Monday, February 9, 2009

Liz's Autobiographical Essay #4

The first time I can remember being scared by language was when I was four years old. The place the event happened was at my church. I had an incurable kidney disease when I was younger and was getting sicker all the time. I remember the shots, drawing of blood and endless trials of medication that never worked. I had even begun to turn yellow and bloated. It is really strange how this prompt brings it all back to me.

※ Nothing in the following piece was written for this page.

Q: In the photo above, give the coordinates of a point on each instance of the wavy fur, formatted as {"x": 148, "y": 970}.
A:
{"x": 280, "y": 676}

I can vividly recall my dad carrying me down to the front of the church with my mother close behind. The elders of the church came and laid hands on my head and begin to pray out loud for me to be healed. The Pastor, Brother Plunkett, was the loudest screaming and bouncing as he asked God to remove the disease which had invaded my body. The loudness and urgency in these men’s voice scared me so much that I didn’t want my dad to take me down to the alter again for prayer, he honored this request. I can remember every time prayer request were taken my heart beating faster because I was so afraid they would call attention to me and start shouting out their prayers and calling my name out. The words which should have brought comfort instead brought fear to me because of the manner they were spoken
The impact it had on me has made me never want to go forward in a church service, even if it is a group request and everyone else goes forward, I always hang back or go outside. I can feel my heart beating faster the more uncomfortable I become at the thought of being “called out” and prayed for. If I happen upon a preacher on television and he is screaming at the top of his lungs I quickly change the channel. I appreciate being preached to in a more gentle tone. Obviously, the prayers were answered and I was healed so maybe I shouldn’t be upset, but I feel God knows our hearts and a quite verbal prayer can be answered just as often as a loud verbal prayer.